In 2008, the Varilux Ipseo New Edition was designed using Essilor's Virtual Reality system.

==Varilux Experience==
In 2008, Essilor designed the Varilux Experience, a virtual simulation concept using the various ophthalmic solutions offered to presbyopes.

Varilux Experience demonstrates the technologies used to produce Varilux lenses, which are quite similar to those used in research laboratories, so as to provide an effective communication aid for optical professionals and their customers with presbyopia.

In a theater showing a 3D film, viewers wearing polarized, stereoscopic glasses follow in the footsteps of a young man with presbyopia.

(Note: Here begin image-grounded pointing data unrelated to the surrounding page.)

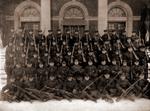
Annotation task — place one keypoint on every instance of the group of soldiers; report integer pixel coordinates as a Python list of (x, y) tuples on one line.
[(75, 66)]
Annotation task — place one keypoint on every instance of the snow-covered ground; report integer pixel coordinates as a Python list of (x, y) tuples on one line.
[(64, 105), (77, 105)]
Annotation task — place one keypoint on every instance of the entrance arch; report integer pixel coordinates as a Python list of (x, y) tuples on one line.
[(126, 17), (73, 14), (26, 12)]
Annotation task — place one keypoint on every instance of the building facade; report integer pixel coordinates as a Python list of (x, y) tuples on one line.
[(70, 14)]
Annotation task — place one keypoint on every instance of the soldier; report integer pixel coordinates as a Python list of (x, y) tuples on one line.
[(58, 58), (53, 49), (40, 38), (34, 60), (76, 36), (76, 68), (136, 71), (70, 86), (136, 40), (22, 59), (104, 56), (123, 84), (92, 56), (63, 70), (18, 71), (50, 37), (59, 36), (71, 39), (109, 87), (125, 69), (18, 37), (30, 71), (103, 67), (106, 39), (114, 68), (13, 93), (123, 37), (143, 59), (114, 37), (51, 69), (40, 76), (88, 88), (91, 70), (68, 57)]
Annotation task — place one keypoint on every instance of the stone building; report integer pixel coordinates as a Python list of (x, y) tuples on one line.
[(70, 14)]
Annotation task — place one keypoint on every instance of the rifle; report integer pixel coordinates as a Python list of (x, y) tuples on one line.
[(29, 93), (27, 53), (62, 91), (72, 54), (129, 89), (91, 83), (38, 53), (111, 81), (49, 52)]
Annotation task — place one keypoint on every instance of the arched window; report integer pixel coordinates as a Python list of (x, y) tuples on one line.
[(27, 15), (117, 19), (73, 16), (74, 19), (120, 16)]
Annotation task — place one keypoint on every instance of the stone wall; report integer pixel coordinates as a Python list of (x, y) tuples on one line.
[(8, 7)]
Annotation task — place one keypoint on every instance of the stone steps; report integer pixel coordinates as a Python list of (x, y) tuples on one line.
[(3, 76)]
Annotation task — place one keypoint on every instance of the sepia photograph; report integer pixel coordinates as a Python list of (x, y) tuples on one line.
[(74, 55)]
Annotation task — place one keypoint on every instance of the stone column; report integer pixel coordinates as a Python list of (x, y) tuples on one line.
[(102, 15), (45, 15)]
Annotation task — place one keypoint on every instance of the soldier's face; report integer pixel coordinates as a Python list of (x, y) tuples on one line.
[(43, 43), (122, 77), (79, 51), (64, 43), (64, 64), (41, 65), (79, 78), (29, 65), (30, 32), (142, 49), (52, 77), (104, 51), (51, 64), (32, 43), (103, 62), (46, 54), (130, 49), (11, 55), (54, 43), (70, 78), (69, 53), (18, 66), (141, 76), (107, 76), (35, 56), (136, 63), (134, 34), (76, 63), (86, 78), (10, 44), (124, 63), (90, 63), (128, 40), (12, 80), (31, 79), (114, 62), (59, 32)]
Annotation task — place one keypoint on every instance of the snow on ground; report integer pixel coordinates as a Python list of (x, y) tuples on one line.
[(64, 105), (77, 105)]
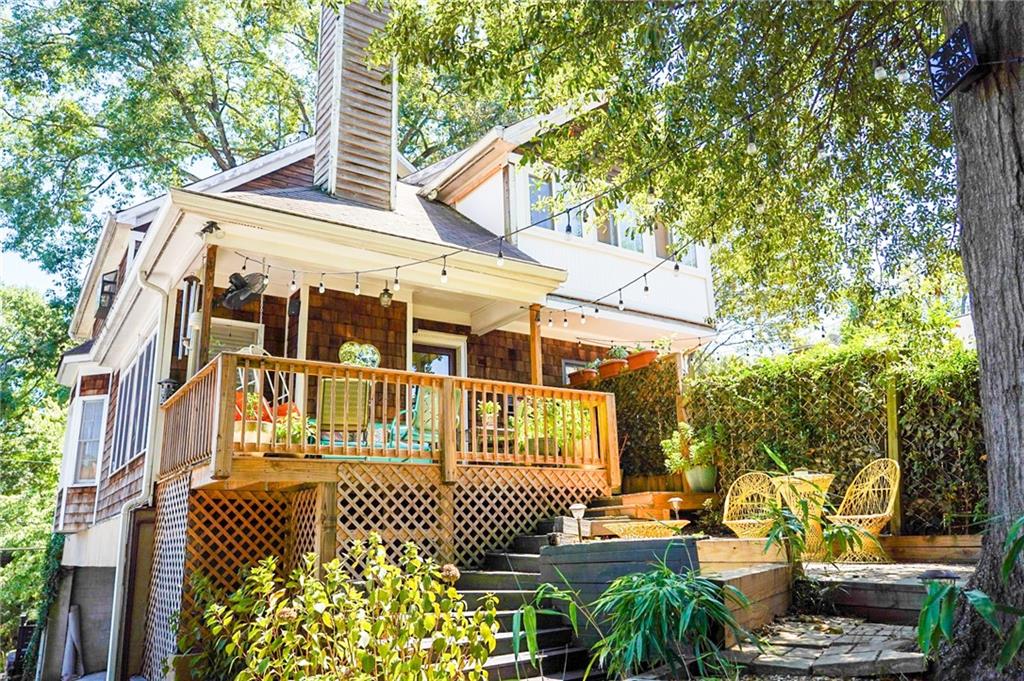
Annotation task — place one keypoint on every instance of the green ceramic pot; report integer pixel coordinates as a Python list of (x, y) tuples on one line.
[(701, 478)]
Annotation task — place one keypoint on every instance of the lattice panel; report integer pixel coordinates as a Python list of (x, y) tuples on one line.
[(303, 526), (494, 504), (231, 530), (401, 503), (168, 572)]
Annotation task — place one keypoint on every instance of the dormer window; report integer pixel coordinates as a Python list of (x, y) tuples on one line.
[(108, 290)]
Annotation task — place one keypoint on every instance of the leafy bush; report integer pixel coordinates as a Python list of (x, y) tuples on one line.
[(404, 622)]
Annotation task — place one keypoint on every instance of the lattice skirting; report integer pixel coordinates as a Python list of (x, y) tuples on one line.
[(484, 509), (168, 573)]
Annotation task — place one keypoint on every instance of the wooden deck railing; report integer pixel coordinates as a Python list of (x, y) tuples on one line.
[(245, 405)]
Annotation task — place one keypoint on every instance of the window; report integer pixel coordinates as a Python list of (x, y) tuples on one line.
[(540, 203), (92, 412), (108, 290), (132, 418)]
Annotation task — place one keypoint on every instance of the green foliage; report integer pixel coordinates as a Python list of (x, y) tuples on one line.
[(825, 410), (662, 616), (403, 622), (935, 624), (49, 586), (645, 413)]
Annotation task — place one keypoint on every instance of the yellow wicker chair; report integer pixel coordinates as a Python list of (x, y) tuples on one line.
[(747, 504), (868, 505)]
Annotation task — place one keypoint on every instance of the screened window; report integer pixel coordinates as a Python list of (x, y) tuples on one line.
[(90, 438), (132, 419), (540, 203)]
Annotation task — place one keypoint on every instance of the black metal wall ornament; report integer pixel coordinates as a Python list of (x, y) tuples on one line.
[(954, 66)]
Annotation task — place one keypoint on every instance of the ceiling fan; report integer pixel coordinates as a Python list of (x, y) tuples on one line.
[(241, 288)]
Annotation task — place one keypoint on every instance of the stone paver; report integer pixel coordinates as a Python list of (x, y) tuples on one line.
[(834, 647)]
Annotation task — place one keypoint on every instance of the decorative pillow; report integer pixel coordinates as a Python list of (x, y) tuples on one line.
[(358, 354)]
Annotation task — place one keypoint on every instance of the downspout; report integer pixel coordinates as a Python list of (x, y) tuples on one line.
[(144, 498)]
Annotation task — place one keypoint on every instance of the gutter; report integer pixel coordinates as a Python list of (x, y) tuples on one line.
[(144, 498)]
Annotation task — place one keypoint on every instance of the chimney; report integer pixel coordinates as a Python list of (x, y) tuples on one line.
[(355, 111)]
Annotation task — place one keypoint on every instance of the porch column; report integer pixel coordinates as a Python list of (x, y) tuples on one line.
[(536, 360), (210, 267)]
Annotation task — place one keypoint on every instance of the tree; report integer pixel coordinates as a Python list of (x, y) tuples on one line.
[(32, 338), (799, 139)]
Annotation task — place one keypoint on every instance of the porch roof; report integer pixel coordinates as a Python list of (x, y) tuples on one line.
[(414, 217)]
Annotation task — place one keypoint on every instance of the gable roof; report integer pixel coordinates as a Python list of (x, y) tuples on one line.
[(414, 217)]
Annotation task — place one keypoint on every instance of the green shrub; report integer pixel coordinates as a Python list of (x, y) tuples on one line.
[(403, 622)]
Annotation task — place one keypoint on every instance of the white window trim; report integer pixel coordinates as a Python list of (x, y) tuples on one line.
[(76, 429), (455, 341)]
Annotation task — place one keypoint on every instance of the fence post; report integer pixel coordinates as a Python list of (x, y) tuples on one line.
[(223, 431), (892, 450), (449, 438)]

Stage-by-stage, he experiences the vision produced by single-vision and bifocal lenses, and then that of standard progressive lenses, and ultimately Varilux lenses.

The world premiere of Varilux Experience marked Varilux's 50th anniversary and took place at the SILMO optical trade fair, which ran from October 30 to November 2, 2008, at Paris' Porte de Versailles.

==Varilux Designs==

===1959: Varilux===
As the first progressive lens, Varilux allowed wearers with presbyopia with a correction for near vision, intermediate vision and far vision, on the same lens.

===1972: Varilux 2===
With the merger of Essel and Silor (forming Essilor), new innovations were delivered on the Varilux 2. Essilor claimed that this new lens provided increased comfort and further ease of adaptation.

===1988: Varilux Multi-Design (Varilux Infinity)===
The Varilux Multi-Design claimed to maintain the breadth of the near-vision field regardless of the addition degree.

===1993: Varilux Comfort===
As Essilor's best selling lens, the world #1 selling progressive lens the Varilux Comfort has been subject to several studies. It was the first product designed to take visual ergonomic criteria into account.

===2000: Varilux Panamic===
The Varilux Panamic lens is based on Global Design Management, a technology that manages central, peripheral and binocular vision parameters.

===2004: Varilux Ellipse===
The Varilux Ellipse lens enables those with presbyopia to wear small frames and a progressive lens.

===2006: Varilux Physio===
The Varilux Physio progressive lens is characterized by an improvement in colour contrast and wider fields of vision. It derives its performance from a patented innovation called the Twin RX Technology which combines a method for calculating lens optics, Essilor's Wavefront Management System and advanced digital surfacing. The progressive lens is also available as the Varilux Physio F-360, which require more measurements and is therefore more personalized.

===2008: Varilux Ipseo New Edition===
The Varilux Ipseo New Edition is the first lens designed and tested using a virtual simulator. The lens is personalized to the wearer's visual behaviour, using 10 customization criteria. To do so, it uses the Vision Print System, which measures a personal diagnosis of eye and head movement.

=== 2012: Varilux s Series ===
In this series, the glasses are divided into tiny segments, which leads to a balanced view.

=== 2014: Varilux e Series ===
Complex technologies reduce the swimming effects and thus make it easier to get used to.

=== 2017: Varilux X Series ===
The Varilux X Series optimizes visual performance for tasks within arm's reach. Its technology ensures simultaneous vision of multiple near distances to achieve high visual clarity for activities at all distances and reduce the number of head movements necessary to find the optimal point of focus.